The Lobster That Broke GitHub: From Burnout to 200K Stars to OpenAI
The story of how Austrian developer Peter Steinberger went from a meaning crisis after selling his $100M company, to building the fastest-growing open-source AI agent, to joining OpenAI - all in under a year.
Peter Steinberger spent 13 years building PSPDFKit into a bootstrapped powerhouse. Then he walked away, hit rock bottom, and found himself again - by building an AI agent in a single hour that would go on to attract 100,000 GitHub stars, survive a trademark war, and land him a job at OpenAI. --- Who Is steipete?
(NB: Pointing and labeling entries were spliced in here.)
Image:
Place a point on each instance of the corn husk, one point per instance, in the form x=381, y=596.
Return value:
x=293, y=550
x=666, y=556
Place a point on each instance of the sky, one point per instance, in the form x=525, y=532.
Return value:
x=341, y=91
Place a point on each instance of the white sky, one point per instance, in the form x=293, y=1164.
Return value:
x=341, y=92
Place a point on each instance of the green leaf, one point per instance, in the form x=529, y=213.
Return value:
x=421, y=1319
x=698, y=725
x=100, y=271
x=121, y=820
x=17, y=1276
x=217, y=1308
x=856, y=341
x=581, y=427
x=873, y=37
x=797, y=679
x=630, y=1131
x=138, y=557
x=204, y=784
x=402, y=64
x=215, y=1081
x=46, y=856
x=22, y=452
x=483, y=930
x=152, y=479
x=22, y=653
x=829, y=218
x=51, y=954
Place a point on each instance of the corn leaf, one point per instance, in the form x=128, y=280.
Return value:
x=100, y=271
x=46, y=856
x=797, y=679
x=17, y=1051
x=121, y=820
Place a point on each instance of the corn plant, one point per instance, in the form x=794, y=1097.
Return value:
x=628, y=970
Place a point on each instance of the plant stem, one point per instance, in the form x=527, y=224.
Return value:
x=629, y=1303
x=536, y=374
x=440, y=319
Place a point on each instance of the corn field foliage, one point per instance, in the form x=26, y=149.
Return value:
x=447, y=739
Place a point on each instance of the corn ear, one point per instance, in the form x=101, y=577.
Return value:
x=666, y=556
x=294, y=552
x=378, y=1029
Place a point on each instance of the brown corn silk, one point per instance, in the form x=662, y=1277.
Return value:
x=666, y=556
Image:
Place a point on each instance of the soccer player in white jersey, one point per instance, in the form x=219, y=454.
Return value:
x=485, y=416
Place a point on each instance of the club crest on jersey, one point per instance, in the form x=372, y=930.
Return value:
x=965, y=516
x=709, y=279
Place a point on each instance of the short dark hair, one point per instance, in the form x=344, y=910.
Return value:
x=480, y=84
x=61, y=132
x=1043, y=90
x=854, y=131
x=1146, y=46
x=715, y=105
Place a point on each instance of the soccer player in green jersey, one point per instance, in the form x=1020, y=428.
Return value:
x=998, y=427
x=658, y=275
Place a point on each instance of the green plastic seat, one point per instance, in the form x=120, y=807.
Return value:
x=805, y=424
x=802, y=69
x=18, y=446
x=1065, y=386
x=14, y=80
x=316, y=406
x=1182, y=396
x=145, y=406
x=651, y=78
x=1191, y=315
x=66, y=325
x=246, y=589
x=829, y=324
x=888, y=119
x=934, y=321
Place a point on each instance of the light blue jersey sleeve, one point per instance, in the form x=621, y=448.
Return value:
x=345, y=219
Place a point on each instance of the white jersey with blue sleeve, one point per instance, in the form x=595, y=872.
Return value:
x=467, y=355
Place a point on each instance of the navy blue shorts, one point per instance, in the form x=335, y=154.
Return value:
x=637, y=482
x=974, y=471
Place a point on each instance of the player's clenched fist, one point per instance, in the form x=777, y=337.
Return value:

If you were in the iOS development world anytime between 2011 and 2021, you probably know the name Peter Steinberger - or at least his handle, @steipete. Born in Austria, Steinberger studied Computer and Information Science at the Vienna University of Technology (TU Wien) before making a name for himself as one of the most respected iOS developers in the world. His open-source contributions were legendary in the Apple dev community. PSTCollectionView, a drop-in replacement for UICollectionView that worked on iOS 4.3, was used by thousands of apps. Aspects, his lightweight library for aspect-oriented programming in Objective-C, earned over 10,000 GitHub stars and became a go-to tool for method swizzling. But Steinberger's biggest achievement was PSPDFKit - a PDF framework he started as a side project in 2011. The name was classic developer humor: PS for Peter Steinberger, PDF because that's what it handled, and Kit because it was an SDK. Unlike most startup founders, he never moved to Silicon Valley. He stayed in Vienna, bootstrapped the whole thing, and was profitable from day one. Over 13 years, PSPDFKit grew from a one-person project into a global remote team of 60-70 people. Clients included Dropbox, DocuSign, SAP, IBM, and Volkswagen. Nearly a billion people used apps powered by its tools. The company didn't take outside money until 2021, when Insight Partners made a strategic investment of over EUR100 million. After the deal, Steinberger and his co-founder Martin Schurrer stepped back from day-to-day operations.